I must have done something wrong here since these results are not equivalent. Where am I missing something? Thanks for your help!

Answer 1

If you pretend that

$$\int_a^b(b^2 - 2bx +x^2)\ dx = \left(-\frac{b^3}3 + b^2x - bx^2 + \frac{x^3}{3}\right)\Biggl\vert_a^b$$

by setting the integration constant to $-\frac{b^3}3$, you should see that the two approaches give the same result.

Answer 2

$$I(x)=\int(b-x)^2dx$$ Let $u=b-x$. Therefore $dx=-du$ $$I(x)=-\int u^2du=\frac{-1}{3}u^3+C=\frac{-1}{3}(b-x)^3+C$$ Thus: $$I(b)-I(a)=\frac{-1}{3}((b-b)^3-(b-a)^3)=\frac{(b-a)^3}{3}$$

Answer 3

It's your first integral which is wrong, use a substitution $u=b-x$ to transform the integral:

$$\int_{a}^{b}(b-x)^{2}dx=\int_{0}^{b-a}u^{2}du$$

If you go through the algebra, this is the same as your second integral.

Answer 4

Not sure why you think the results are not equivalent.

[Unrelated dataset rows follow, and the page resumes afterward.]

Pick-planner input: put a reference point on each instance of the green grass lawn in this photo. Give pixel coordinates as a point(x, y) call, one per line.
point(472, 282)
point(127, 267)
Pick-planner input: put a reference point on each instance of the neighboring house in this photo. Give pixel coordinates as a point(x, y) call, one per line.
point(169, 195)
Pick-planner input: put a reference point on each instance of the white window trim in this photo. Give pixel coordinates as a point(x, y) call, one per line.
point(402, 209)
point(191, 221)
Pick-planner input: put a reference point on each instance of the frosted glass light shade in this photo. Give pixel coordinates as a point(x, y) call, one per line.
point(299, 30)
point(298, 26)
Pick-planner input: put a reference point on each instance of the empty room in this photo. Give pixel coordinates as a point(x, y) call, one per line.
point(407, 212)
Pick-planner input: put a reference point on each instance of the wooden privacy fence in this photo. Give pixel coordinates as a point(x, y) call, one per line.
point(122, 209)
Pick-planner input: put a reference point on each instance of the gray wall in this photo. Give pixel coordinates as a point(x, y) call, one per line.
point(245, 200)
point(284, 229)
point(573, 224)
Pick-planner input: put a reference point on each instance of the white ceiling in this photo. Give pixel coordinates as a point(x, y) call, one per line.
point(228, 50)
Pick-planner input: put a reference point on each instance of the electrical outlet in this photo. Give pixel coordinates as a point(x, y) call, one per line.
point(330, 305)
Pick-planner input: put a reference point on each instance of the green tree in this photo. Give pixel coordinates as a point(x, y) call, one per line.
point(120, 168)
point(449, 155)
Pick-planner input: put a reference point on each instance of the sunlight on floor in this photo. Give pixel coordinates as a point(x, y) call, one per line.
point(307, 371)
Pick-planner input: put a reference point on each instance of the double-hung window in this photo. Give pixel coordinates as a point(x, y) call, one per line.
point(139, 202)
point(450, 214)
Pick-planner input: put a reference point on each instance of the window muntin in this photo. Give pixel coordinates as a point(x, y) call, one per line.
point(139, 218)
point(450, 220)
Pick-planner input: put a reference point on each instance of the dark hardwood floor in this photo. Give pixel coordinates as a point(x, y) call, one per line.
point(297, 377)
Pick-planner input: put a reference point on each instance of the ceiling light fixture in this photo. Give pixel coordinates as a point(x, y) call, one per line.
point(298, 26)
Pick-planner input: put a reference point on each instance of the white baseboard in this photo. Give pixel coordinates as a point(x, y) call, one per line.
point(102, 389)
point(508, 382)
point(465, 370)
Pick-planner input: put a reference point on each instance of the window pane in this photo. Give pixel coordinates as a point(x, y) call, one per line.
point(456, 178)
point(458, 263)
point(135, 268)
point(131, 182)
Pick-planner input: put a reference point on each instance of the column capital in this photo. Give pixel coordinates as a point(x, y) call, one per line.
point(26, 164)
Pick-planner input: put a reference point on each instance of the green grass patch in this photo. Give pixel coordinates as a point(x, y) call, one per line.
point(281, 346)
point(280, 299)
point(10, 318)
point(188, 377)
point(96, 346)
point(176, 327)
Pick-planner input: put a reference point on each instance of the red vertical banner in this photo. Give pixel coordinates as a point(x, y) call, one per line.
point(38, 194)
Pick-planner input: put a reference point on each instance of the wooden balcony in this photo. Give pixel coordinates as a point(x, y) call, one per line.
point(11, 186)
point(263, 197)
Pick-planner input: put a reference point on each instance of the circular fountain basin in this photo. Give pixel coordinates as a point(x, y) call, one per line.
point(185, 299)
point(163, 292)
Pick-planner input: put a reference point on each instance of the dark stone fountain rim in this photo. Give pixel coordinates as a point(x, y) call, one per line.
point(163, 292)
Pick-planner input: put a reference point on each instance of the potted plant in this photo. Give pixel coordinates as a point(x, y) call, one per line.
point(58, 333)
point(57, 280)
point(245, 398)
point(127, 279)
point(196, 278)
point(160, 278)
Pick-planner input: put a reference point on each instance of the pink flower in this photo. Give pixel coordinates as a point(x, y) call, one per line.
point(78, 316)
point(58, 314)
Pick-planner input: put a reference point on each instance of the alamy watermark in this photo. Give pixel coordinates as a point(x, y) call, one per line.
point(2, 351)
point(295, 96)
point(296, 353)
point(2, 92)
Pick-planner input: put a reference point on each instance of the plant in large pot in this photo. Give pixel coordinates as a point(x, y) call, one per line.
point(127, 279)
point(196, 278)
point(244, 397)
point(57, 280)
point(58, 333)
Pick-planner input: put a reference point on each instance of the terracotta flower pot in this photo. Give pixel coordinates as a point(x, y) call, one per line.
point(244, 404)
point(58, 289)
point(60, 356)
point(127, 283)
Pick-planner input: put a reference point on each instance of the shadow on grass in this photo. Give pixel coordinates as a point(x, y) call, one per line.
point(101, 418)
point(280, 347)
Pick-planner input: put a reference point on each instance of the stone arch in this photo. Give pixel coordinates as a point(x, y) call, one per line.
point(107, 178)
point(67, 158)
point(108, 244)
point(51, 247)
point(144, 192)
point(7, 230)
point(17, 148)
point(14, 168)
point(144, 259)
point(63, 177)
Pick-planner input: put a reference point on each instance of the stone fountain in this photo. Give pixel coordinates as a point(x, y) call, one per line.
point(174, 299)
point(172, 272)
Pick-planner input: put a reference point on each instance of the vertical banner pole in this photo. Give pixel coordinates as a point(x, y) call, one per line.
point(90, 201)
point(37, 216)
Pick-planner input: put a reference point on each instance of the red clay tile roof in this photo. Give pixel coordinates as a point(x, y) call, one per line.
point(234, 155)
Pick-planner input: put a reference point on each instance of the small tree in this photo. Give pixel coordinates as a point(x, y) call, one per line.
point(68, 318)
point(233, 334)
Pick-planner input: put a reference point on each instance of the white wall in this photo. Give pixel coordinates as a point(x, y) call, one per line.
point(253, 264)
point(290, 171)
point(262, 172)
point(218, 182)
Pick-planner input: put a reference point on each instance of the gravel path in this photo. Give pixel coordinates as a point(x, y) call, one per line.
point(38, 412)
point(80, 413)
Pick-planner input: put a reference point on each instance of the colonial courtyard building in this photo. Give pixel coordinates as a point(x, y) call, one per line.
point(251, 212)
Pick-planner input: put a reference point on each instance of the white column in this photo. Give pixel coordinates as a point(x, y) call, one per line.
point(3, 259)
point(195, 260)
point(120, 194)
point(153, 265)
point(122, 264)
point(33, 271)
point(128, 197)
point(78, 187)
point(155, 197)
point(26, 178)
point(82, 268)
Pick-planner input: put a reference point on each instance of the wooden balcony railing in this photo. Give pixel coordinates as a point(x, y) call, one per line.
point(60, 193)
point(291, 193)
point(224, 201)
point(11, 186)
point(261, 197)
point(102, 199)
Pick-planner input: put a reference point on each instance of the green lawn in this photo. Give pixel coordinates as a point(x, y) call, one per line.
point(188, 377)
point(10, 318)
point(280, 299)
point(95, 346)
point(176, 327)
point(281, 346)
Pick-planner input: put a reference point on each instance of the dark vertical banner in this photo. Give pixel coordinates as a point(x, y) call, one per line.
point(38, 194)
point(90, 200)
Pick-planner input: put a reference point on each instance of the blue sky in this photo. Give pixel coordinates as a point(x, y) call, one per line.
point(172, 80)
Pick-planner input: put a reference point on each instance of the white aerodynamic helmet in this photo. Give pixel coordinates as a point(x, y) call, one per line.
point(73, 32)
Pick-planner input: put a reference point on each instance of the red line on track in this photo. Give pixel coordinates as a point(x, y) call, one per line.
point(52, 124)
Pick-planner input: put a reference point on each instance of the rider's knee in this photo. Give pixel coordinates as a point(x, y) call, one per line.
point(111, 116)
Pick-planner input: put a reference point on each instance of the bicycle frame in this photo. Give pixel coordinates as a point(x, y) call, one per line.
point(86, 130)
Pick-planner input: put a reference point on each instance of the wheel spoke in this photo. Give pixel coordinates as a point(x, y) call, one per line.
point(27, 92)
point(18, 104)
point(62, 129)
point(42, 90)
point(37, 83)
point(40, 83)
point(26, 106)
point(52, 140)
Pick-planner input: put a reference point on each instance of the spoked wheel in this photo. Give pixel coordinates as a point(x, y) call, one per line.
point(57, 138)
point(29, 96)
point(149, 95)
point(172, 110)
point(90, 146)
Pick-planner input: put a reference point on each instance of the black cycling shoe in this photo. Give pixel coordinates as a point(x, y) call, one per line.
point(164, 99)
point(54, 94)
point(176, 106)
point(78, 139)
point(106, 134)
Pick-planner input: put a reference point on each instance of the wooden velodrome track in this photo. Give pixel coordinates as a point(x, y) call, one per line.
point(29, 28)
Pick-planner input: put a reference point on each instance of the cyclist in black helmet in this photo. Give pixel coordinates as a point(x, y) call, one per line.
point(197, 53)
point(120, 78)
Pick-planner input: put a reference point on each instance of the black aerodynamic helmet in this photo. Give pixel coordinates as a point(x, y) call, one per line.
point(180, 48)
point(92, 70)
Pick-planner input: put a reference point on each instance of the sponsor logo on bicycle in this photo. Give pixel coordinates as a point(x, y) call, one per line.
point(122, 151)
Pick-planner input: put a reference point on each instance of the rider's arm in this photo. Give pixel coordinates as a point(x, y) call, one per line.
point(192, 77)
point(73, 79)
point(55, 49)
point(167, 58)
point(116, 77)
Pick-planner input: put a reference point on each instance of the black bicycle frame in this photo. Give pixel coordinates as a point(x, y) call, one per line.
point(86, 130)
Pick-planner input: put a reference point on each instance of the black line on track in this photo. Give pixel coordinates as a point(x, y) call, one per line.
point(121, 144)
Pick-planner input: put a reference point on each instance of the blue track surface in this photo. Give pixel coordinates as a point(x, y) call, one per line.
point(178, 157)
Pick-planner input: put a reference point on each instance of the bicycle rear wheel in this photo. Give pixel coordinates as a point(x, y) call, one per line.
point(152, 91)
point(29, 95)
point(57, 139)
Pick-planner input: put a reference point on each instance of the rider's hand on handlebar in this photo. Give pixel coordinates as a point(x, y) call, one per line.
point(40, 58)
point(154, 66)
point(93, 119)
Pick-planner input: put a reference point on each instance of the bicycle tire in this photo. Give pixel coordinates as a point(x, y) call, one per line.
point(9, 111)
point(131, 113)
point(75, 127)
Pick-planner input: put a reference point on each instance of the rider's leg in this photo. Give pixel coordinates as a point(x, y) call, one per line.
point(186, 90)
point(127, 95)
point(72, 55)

If you evaluate the first, you get \begin{align*} \left.\left(-\frac{(b-x)^3}{3}\right)\right|_a^b &= -\frac{(b-b)^3}{3} + \frac{(b-a)^3}{3}\\ &= \frac{1}{3}b^3 - b^2a + ba^2 - \frac{1}{3}a^3. \end{align*}

On the other hand, if you evaluate your second expression, you get \begin{align*} \left.\left(b^2x-bx^2 +\frac{x^3}{3}\right)\right|_a^b &= b^3 - b^3 + \frac{b^3}{3} - b^2a + ba^2 - \frac{a^3}{3}\\ &= \frac{1}{3}b^3 - b^2a + ba^2 -\frac{1}{3}a^3, \end{align*} Exactly the same answer. Just because they look different at first glance does not mean they are different.